A Commuter Revolution: How Cities Are Collaborating to Solve the Challenges of Sustainable Urban Transport
By Mark Watts, Executive Director C40 Cities Climate Leadership Group, & Hany Fam, EVP Enterprise Partnerships, Mastercard
More than half of the world’s population lives in urban areas (by 2050 this number is expected to rise to two thirds) and cities are responsible for more than 70 percent of global energy related carbon dioxide emissions.
Research by C40 Cities Climate Leadership Group (C40) and Stockholm Environment Institute (SEI) found that urban policy decisions made before 2020 could lock in one-third of the remaining safe global carbon budget. This means that mayors in office today have just 4 years left to consider some major questions about priorities for their cities: Should they build more new roads or modernize public transport? Are they allowing more urban sprawl or encouraging the development of a compact city? How will they fund the sustainable infrastructure and programmes that they know are needed to tackle climate change?
These are always tough questions and the urgency to tackle them in the context of a rapidly changing climate, only exacerbates the challenge.
One of the sectors where these questions are most urgent is in transportation. By connecting people to employment, leisure and education opportunities, transport networks are essential to making cities such dynamic places to live. Yet it is also the sector where global greenhouse gas emissions are rising most quickly. Research by C40 has found that the transportation sector accounts for an average of 27% of greenhouse gas (GHG) emissions generated in C40 cities.
Air pollution in cities, much of it caused by vehicles, has become a major public health challenge. The World Health Organization (WHO) estimates that there are 5.5 million premature deaths globally each year due to urban air pollution.
Congestion also has a major economic impact. In Rio de Janeiro, it is estimated that congestion costs about 2.5% of GDP, while road congestion already costs Asian economies an estimated 2–5% of GDP every year due to lost productivity as commuters are stuck in their vehicles.
The good news is that mayors, city officials and the private sector are working together to find solutions to these urgent challenges. At COP21 in Paris, C40 and MasterCard launched the C40 Mobility Management Network, a network of the world’s mega-cities who want to talk about mobility challenges and transform the way people move in their cities.
This month in the lead up to COP22, the Mobility Management Network will meet in Paris, the lead city of the Network. Hosted by Mayor Anne Hidalgo, representatives of fifteen cities as diverse as Auckland, Boston, Kolkata, Mexico City, Nairobi, Quito, Stockholm and Wuhan will come together to tackle complex transportation issues and share ideas to transform cities.
Mobility management is the art of encouraging citizens to make better decisions about how they move around the city.
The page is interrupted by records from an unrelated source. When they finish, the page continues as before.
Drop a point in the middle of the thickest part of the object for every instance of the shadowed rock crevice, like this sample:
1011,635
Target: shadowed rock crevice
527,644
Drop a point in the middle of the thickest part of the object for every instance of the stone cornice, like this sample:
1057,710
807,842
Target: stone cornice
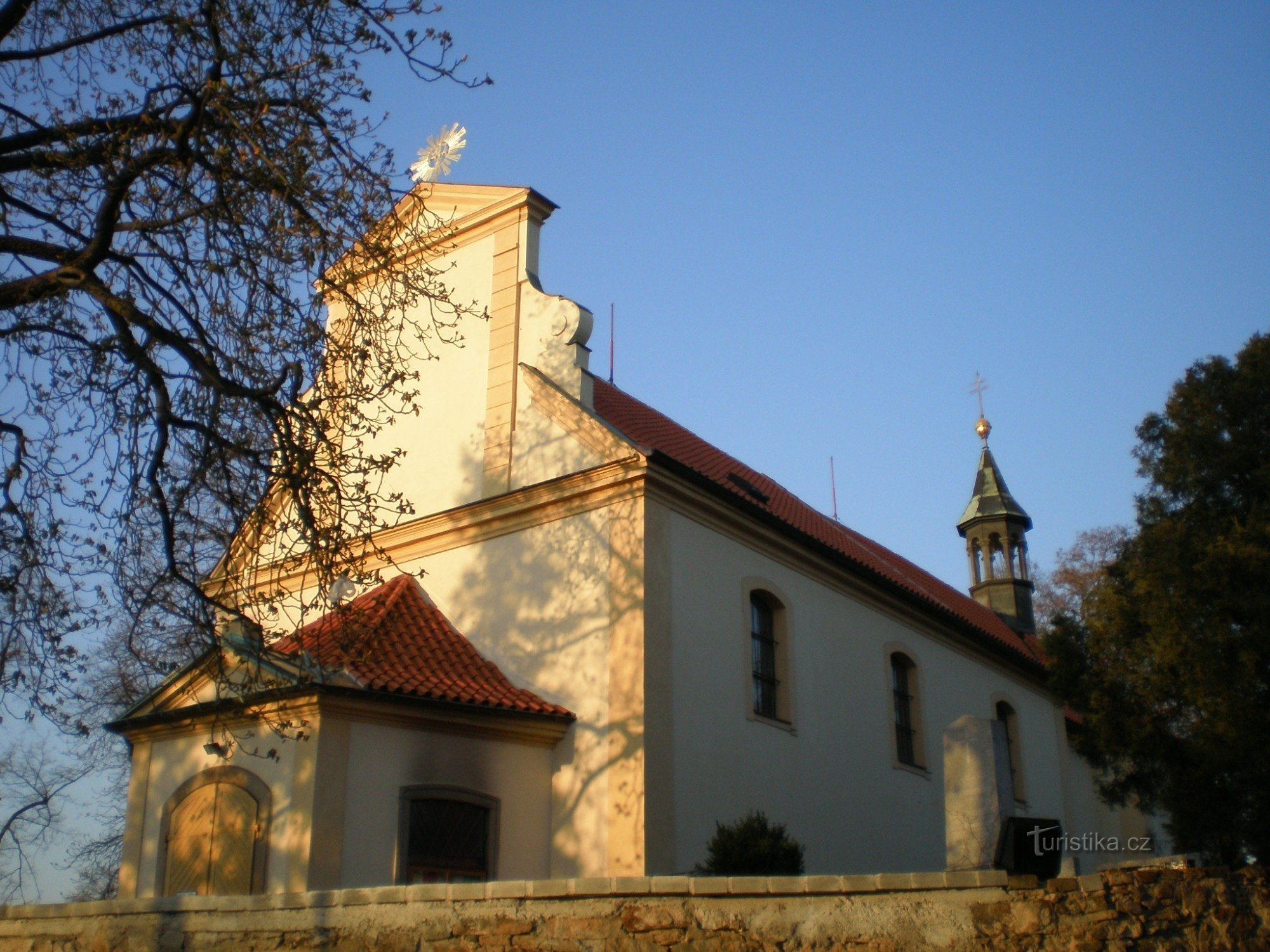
350,704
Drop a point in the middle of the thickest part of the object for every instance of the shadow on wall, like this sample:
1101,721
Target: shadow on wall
559,607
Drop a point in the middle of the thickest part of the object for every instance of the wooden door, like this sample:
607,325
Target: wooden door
211,842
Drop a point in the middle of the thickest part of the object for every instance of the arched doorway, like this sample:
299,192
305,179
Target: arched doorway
215,835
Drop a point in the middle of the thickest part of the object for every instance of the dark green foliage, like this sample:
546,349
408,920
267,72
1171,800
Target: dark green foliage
1172,662
752,846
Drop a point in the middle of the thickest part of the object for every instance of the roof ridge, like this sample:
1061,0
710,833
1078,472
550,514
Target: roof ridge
651,428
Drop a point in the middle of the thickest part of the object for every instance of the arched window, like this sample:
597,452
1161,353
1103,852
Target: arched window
1010,722
763,651
906,713
215,835
996,559
448,836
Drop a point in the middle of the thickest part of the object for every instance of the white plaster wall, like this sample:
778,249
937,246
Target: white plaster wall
444,444
383,760
831,780
538,604
1095,824
289,777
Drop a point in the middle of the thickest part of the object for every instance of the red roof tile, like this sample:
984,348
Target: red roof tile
393,639
657,432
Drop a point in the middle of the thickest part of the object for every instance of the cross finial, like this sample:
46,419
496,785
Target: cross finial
979,388
982,427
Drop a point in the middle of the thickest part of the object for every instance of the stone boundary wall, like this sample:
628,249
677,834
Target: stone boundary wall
1121,909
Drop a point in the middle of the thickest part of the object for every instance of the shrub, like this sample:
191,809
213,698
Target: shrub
751,846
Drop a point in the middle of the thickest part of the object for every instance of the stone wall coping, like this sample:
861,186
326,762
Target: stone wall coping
651,887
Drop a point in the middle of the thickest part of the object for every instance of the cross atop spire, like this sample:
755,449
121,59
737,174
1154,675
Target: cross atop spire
982,427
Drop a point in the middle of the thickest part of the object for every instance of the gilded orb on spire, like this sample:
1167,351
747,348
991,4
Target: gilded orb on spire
982,427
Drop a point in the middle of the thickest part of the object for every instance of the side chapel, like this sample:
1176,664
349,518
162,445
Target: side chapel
622,637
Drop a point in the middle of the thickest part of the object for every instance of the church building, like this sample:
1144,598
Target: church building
598,637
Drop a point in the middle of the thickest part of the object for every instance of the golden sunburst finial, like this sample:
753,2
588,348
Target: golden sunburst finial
443,152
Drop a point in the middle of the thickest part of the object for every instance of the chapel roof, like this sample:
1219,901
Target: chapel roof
396,640
749,488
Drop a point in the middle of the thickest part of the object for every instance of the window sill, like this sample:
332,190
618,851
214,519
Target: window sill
773,722
911,769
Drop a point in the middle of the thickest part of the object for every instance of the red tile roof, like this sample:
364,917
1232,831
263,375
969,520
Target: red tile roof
393,639
653,431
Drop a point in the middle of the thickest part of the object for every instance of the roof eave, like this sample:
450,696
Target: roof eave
981,638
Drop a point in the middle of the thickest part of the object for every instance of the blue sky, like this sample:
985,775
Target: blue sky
817,224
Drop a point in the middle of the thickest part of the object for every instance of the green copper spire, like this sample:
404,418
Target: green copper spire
995,529
991,498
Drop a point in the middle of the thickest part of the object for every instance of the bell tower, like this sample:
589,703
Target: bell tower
995,530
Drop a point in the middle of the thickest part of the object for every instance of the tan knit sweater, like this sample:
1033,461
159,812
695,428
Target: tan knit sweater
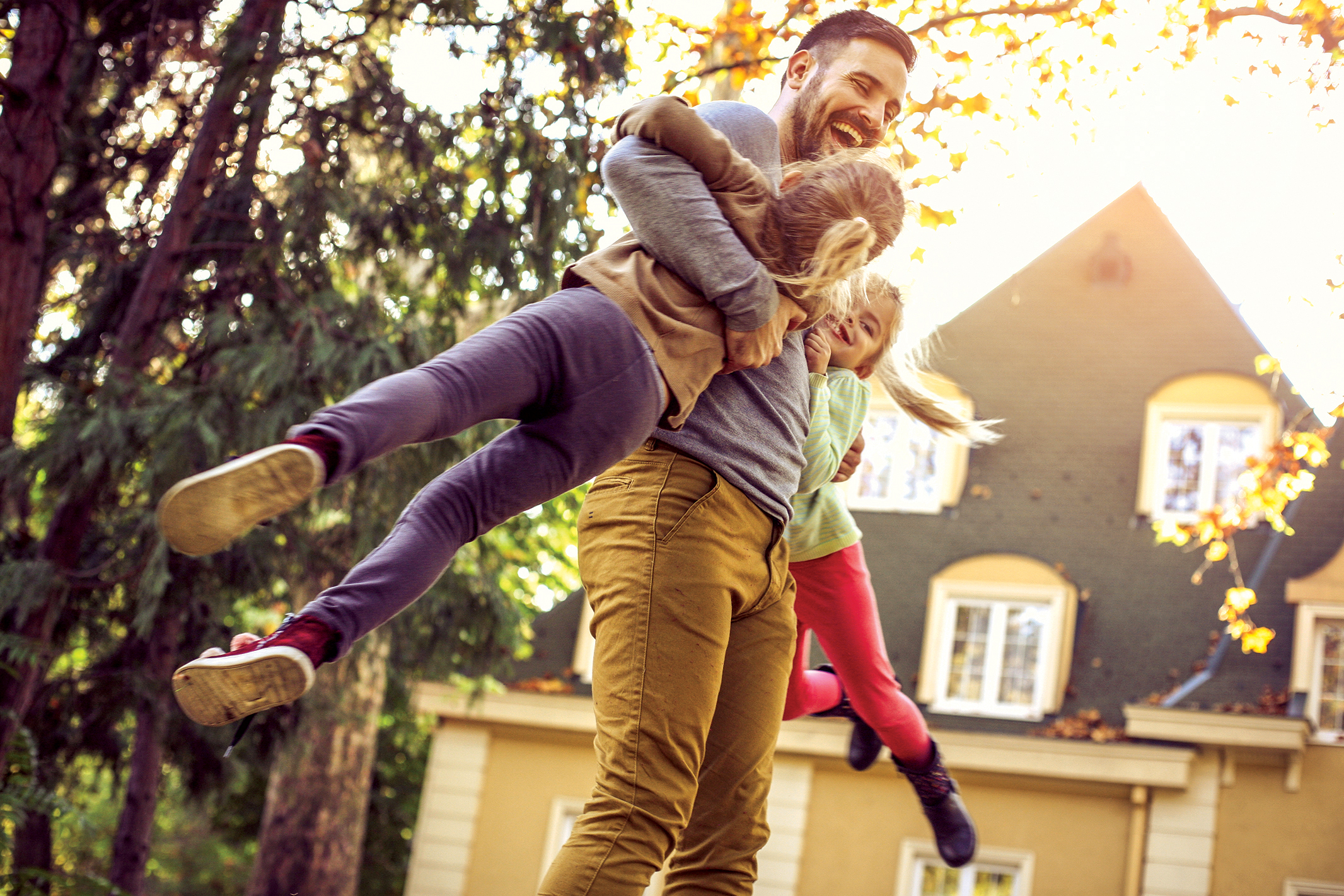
685,331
This means providing them with more transport options and making it easier for citizens to choose the transport options that will most benefit public health, social equity and the climate. The theme of the network is therefore about making public transit a more attractive option for citizens through measures to reduce private car use and increasing walking and cycling options.
In practice this will mean Los Angeles talking about how they are in the midst of a transformation from the car capital of the world to a city with world-class transit and transportation options. Wuhan will present on their bicycle sharing scheme which is set to become one of the largest in the world. Stockholm will discuss the challenges it faced in implementing congestion pricing and the benefits it has seen from the policy.
In Anne Hidalgo, we could not hope for a better host. From her efforts to close the right bank of the Seine to cars and banning the most polluting vehicles from entering the city to leading a group of European mayors calling for the EU to impose stricter limits on diesel engines, Mayor Hidalgo is a leader who has taken decisive action to transform her city and change the way that people move.
Why networks and collaboration are key
The network model is a proven tool for cities to share ideas, experiences and innovations. A recent C40 report has shown that roughly a third of C40 cities’ action is delivered by knowledge sharing — in other words by adopting measures that other cities have already implemented.
The private sector also has a vital role to play in supporting cities and citizens to make the right transport decisions. Public and private sectors need to work hand in hand, sharing technical and logistical expertise, agreeing on common standards and finding new ways to finance investments.
This is why C40 and MasterCard came together to establish the Mobility Management network — aimed at helping cities to move from ideas to action in order to reduce emissions, save cost and improve the quality of life for their citizens — to move faster and with more impact. As a growing number of cities share knowledge and best practices to drive climate action, we have a unique opportunity to create more sustainable, inclusive, livable cities. MasterCard and C40 are ready to support cities in delivering that commuter revolution.